I posted about this over on the openSUSE Reddit but I tried again today and getting similar results. I’ll outline what happened (so far) and then update this as I go from my phone because I know once I reboot, the only way to get back into a working system is to go to Maintenance Mode and use snapper to undo the update.
Perform a zypper dup
nothing out of the ordinary. 1. Wait a few minutes, attempt to use sudo for something, password will fail.
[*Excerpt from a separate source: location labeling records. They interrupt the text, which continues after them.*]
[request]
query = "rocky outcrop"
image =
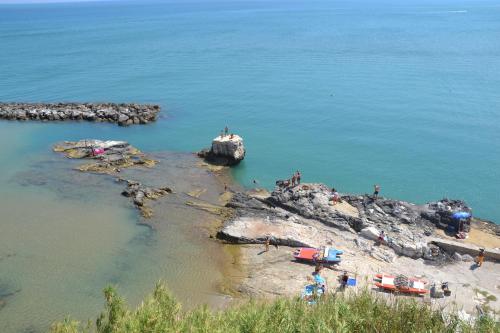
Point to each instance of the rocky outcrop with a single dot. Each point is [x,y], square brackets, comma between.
[122,114]
[140,194]
[110,157]
[107,156]
[226,150]
[289,211]
[314,201]
[465,249]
Try opening YaST and it’ll complain user ‘root’ not found
. 1. Reboot.
Startup will commence but fail at switch root (as far as I can tell).
To recover:
Boot into Maintenance Mode.
**snapper list **
(get the numbers) 1. snapper -v undochange xx…xx
Reboot
[LIST=1]
The default option will no longer work, must go to advanced and select the previous kernel.
[/LIST]
System Information:Memory: 8GB
Processor: Intel Core i7-3687U
Graphics: Intel Ivybridge Mobile
If there’s any other information I can provide, please let me know. I thank anybody in advance for your help.
Some details please.
What version of Tumbleweed are you running (/etc/os-release), what version (or date) was your unsuccessful ‘zypper dup’. what versions of ‘ucode-intel’ and ‘kernel-firmware’ are installed and what repositories do you have enabled, also what is the make and model of the machine?
No problem. Thanks for helping me dig in to what I’ve got going on here.
Repos:
~> zypper lr -d -E
Repository priorities are without effect. All enabled repositories share the same priority.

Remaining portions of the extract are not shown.